Estranhou? Bolsonaro avisara que ia governar com militares

Estranhou? Bolsonaro avisara que ia governar com militares

Marcelo Rubens Paiva

27 Novembro 2018 | 10h39

Uma das condições sine qua non para um regime ser considerado democrático é o controle civil das Forças Armadas (Defesa).

Mas desde a campanha Bolsonaro avisou: seu ministério será com a presença de miliares.

Presença num governo civil eleito democraticamente, que tem causado estranheza e medo entre republicanos.

Estranheza, pois as urnas deram o aval que seu governo precisa para se instalar, sem precisar recorrer às armas.

Medo, por conta do trauma da última vez que a intervenção ocorreu, em 1964.

Além do vice, são quatro militares já anunciados, Defesa, Secretaria de Governo, CSI e Ciência e Tecnologia, com um piloto do Aeronáutica barra astronauta entre eles.

O presidente eleito não é burro.

Tem uma intuição política que o transformou num fenômeno eleitoral.

Sabe que muitos dos seus votos foram para quebrar o sistema de desgastados clãs político (PT, MDB e PSDB).

O eleitor quer renovar a política, numa democracia partidária fragmentada e sem prestígio, com um Judiciário envolto em contradições, que prende e solta sem uma lógica jurídica, apesar da lei ser uma só.

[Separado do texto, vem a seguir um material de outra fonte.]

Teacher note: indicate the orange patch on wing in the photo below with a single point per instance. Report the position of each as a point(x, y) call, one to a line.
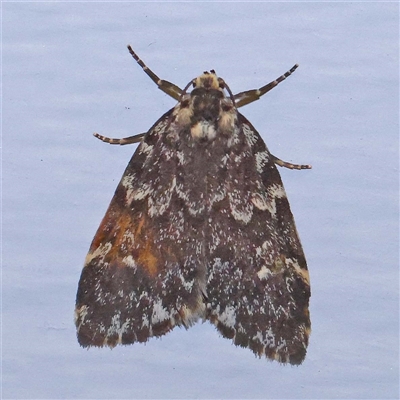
point(128, 236)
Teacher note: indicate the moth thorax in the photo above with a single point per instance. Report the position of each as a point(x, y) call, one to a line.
point(207, 81)
point(203, 130)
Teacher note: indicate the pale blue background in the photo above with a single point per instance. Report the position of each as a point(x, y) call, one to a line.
point(67, 73)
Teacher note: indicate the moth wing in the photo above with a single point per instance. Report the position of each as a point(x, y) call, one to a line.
point(258, 284)
point(137, 281)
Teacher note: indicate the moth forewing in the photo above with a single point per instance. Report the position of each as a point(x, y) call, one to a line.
point(199, 228)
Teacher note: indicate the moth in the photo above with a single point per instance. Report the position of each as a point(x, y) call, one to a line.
point(199, 228)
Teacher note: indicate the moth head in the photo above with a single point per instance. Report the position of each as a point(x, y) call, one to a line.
point(208, 80)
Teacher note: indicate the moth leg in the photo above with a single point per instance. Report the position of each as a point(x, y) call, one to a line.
point(243, 98)
point(167, 87)
point(285, 164)
point(128, 140)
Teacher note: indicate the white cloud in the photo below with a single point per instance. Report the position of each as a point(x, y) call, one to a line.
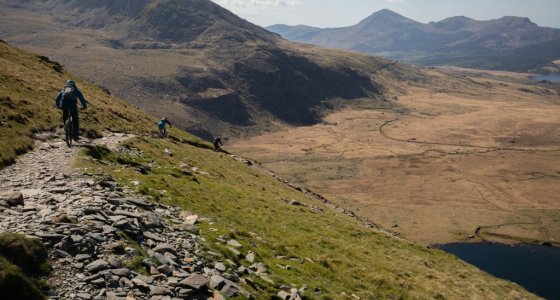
point(256, 3)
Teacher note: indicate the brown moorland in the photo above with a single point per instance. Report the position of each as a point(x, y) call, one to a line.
point(470, 155)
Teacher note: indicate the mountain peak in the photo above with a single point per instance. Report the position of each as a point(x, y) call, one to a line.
point(386, 16)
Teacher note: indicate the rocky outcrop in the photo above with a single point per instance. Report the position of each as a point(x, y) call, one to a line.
point(105, 242)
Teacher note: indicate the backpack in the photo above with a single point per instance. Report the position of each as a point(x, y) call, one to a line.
point(68, 93)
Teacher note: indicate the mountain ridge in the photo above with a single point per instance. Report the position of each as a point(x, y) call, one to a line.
point(215, 74)
point(291, 237)
point(451, 41)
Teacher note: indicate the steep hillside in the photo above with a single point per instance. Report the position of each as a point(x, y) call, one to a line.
point(197, 63)
point(301, 240)
point(459, 41)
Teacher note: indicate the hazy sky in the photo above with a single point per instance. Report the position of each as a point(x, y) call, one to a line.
point(337, 13)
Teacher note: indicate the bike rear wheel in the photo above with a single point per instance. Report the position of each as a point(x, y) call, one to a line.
point(68, 132)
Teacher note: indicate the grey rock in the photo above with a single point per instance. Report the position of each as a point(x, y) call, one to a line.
point(115, 262)
point(220, 267)
point(153, 236)
point(231, 289)
point(97, 266)
point(82, 257)
point(84, 296)
point(162, 248)
point(121, 272)
point(195, 281)
point(9, 199)
point(159, 291)
point(165, 269)
point(217, 282)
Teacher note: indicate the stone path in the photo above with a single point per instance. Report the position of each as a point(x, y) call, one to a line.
point(105, 242)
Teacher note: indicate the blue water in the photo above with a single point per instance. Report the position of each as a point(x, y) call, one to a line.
point(550, 77)
point(535, 267)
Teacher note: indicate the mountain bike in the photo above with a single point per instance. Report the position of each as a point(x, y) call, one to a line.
point(163, 133)
point(68, 134)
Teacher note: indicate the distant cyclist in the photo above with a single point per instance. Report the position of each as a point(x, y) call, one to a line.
point(217, 143)
point(67, 100)
point(162, 126)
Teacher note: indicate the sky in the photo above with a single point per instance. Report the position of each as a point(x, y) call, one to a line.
point(339, 13)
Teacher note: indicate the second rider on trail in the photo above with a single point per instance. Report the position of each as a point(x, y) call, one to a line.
point(162, 127)
point(67, 100)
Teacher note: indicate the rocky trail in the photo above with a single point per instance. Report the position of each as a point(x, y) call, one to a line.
point(104, 241)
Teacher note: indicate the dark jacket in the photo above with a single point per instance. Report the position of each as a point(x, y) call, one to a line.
point(73, 100)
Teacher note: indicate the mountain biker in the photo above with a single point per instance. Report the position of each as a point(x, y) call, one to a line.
point(67, 101)
point(217, 143)
point(161, 126)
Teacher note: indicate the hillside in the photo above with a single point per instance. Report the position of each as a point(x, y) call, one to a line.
point(303, 242)
point(458, 41)
point(206, 69)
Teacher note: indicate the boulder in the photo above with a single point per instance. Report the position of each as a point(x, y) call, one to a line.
point(97, 266)
point(10, 199)
point(195, 281)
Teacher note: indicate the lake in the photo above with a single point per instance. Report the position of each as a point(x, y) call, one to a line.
point(550, 77)
point(535, 267)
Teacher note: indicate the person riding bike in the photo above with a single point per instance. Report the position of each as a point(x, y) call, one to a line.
point(161, 126)
point(67, 101)
point(217, 143)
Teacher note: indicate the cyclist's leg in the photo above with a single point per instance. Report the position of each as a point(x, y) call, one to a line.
point(75, 121)
point(65, 113)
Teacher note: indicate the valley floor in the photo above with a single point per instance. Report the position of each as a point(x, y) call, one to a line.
point(464, 158)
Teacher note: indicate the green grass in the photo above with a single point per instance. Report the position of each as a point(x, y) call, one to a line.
point(328, 251)
point(28, 86)
point(22, 262)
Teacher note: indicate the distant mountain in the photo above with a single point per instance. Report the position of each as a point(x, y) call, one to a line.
point(461, 41)
point(204, 67)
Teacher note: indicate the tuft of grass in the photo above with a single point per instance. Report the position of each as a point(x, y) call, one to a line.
point(22, 261)
point(29, 254)
point(29, 85)
point(328, 251)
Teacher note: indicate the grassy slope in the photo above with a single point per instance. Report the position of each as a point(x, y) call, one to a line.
point(249, 205)
point(28, 87)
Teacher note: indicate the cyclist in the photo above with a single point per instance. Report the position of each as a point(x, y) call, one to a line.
point(67, 101)
point(161, 126)
point(217, 143)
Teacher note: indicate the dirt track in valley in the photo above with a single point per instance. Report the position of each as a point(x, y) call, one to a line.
point(447, 159)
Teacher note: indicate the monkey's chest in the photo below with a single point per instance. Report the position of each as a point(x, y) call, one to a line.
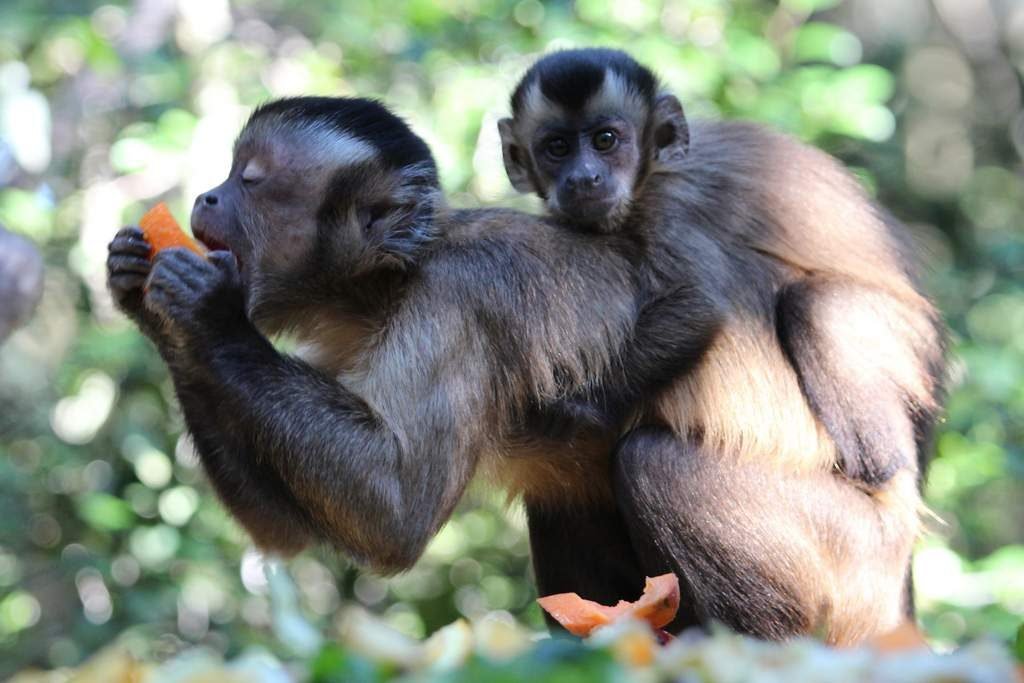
point(577, 470)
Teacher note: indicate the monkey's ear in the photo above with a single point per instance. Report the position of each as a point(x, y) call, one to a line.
point(514, 157)
point(397, 228)
point(672, 134)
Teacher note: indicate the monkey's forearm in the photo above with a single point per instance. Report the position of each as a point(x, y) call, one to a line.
point(671, 335)
point(345, 471)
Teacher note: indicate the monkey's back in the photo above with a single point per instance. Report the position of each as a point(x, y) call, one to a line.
point(763, 211)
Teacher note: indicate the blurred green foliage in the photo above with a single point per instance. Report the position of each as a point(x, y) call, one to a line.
point(105, 522)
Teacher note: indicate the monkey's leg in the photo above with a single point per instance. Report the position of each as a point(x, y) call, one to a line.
point(768, 553)
point(583, 548)
point(868, 365)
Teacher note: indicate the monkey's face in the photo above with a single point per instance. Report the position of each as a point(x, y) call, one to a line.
point(309, 205)
point(587, 129)
point(587, 168)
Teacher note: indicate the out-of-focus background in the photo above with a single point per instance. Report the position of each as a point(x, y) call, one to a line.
point(107, 525)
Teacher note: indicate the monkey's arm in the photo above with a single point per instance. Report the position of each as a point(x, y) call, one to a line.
point(670, 336)
point(253, 492)
point(869, 367)
point(379, 485)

Cinco vezes deputado federal eleito, sabe também que seu partido é uma colcha de retalhos sem um perfil claro, um ideal comum, que juntou espertalhões e birutas bons de voto, como um ator pornô.

O presidente eleito não coloca a mão no fogo por seus filhos, campeões de voto, que o cercam e, com declarações e atitudes estapafúrdias, atrapalham tanto quanto ajudam e precisam de um eventual puxão de orelha.

Só que papai anda meio ocupadinho agora, criançada…

Por outro lado, as teorias da conspiração também se justificam.

Foi logo depois da inclusão, em 1 de outubro de 2018, do general de reserva Fernando Azevedo e Silva no time de assessores que o ministro Dias Toffoli, 15 dias depois de assumir a presidência do STF, passou a chamar o Golpe de 64 de “Movimento de 64”, afinando o discurso com os militares.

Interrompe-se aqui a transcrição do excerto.